Teknologi rendah karbon dan praktik ramah lingkungan dalam pariwisata berbasis ekosistem di laut terus didorong untuk dilaksanakan di seluruh dunia, termasuk di Indonesia. Implementasi kedua hal itu, menjadi bagian dari upaya penurunan dampak perubahan iklim yang sekarang ini sedang menyerang seluruh negara di dunia.

Direktur Jenderal Pengelolaan Ruang Laut Kementerian Kelautan dan Perikanan (KKP) Brahmantya Satyamurti Poerwadi di Jakarta, pekan lalu mengatakan, implementasi teknologi rendah karbon akan bermanfaat banyak untuk pengelolaan ekosistem laut dan pesisir secara berkelanjutan. Manfaat seperti itu, juga akan dirasakan dari praktik ramah lingkungan untuk pariwisata bahari.

“Saya atas nama KKP telah mempromosikan kedua hal ini di Katowice, Polandia, saat berlangsungnya Konferensi Pengendalian Perubahan Iklim (COP24 UNFCC pada Desember 2018),” ujarnya.

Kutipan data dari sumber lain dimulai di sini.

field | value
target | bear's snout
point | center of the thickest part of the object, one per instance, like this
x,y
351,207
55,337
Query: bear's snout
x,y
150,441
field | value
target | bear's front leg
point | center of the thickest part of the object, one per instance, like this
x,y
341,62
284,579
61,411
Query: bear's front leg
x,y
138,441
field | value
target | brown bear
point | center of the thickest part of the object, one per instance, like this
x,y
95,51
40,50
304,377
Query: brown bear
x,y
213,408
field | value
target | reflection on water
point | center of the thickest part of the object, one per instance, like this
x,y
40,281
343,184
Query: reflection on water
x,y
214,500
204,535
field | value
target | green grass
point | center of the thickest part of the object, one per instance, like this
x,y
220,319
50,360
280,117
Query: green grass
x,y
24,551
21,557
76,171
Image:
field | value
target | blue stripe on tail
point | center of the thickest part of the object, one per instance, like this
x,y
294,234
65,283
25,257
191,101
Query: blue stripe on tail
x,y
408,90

baca :  Seluruh Dunia Didorong Segera Terapkan Ekonomi Biru untuk Laut Berkelanjutan

Menurut Brahmantya, penggunaan teknologi rendah karbon beserta praktik ramah lingkungan dalam industri pariwisata bahari menjadi bagian dari prinsip ekonomi biru berkelanjutan. Oleh itu, kedua hal tersebut sangat penting untuk bisa diaplikasikan dalam berbagai aspek kehidupan, khususnya untuk yang berkaitan dengan industri pariwisata bahari.

Dengan menerapkan prinsip ekonomi biru berkelanjutan, Brahmantya mengatakan, manfaat yang didapat akan sangat banyak dan berguna untuk kehidupan alam semesta dan manusia. Termasuk, manfaat sosial, untuk generasi sekarang dan masa mendatang, melindungi dan mempertahankan keberagaman, produktivitas, ketahanan untuk bencana dan dampak perubahan iklim.

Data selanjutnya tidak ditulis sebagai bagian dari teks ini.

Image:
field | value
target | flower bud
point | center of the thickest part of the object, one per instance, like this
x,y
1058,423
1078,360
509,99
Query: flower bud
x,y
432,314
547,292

“Selain itu, konsep ekonomi biru berkelanjutan juga mengadopsi fungsi inti dan nilai-nilai ekosistem laut, kemudian juga prinsip tersebut didasarkan pada teknologi bersih, teknologi terbarukan,” jelasnya.

baca juga :  Laut adalah Korban sekaligus Jawaban Perubahan Iklim

 

Dirjen Pengelolaan Ruang Laut KKP Brahmantya Satyamurti Poerwadi pada acara di Pavilion Indonesia COP24 Ketowice, Polandia, Desember 2018 menjelaskan tentang teknologi rendah karbon dan praktik ramah lingkungan dalam pariwisata berbasis ekosistem laut. Foto : news.kkp.go.id/Mongabay Indonesia

 

Prinsip Dasar

Tentang praktik ekonomi biru berkelanjutan tersebut, Brahmantya menerangkan, ada tiga prinsip dasar yang harus diterapkan dalam praktik tersebut. Prinsip pertama adalah efisiensi alam, yaitu pengelolaan ekosistem berdasarkan pada ketersediaan sumber daya alam dengan menyulap persediaan dari langka menjadi berlimpah.

Kemudian, yang kedua adalah prinsip tanpa limbah. Prinsip tersebut adalah bagaimana memanfaatkan limbah yang ada di bumi untuk kepentingan lain. Sampah yang ada di manapun pada dasarnya bisa diolah kembali untuk dijadikan sumber ekonomi yang baru. Oleh itu, dia meminta kepada semua orang untuk tidak menyia-nyiakan sampah sebagai limbah kehidupan.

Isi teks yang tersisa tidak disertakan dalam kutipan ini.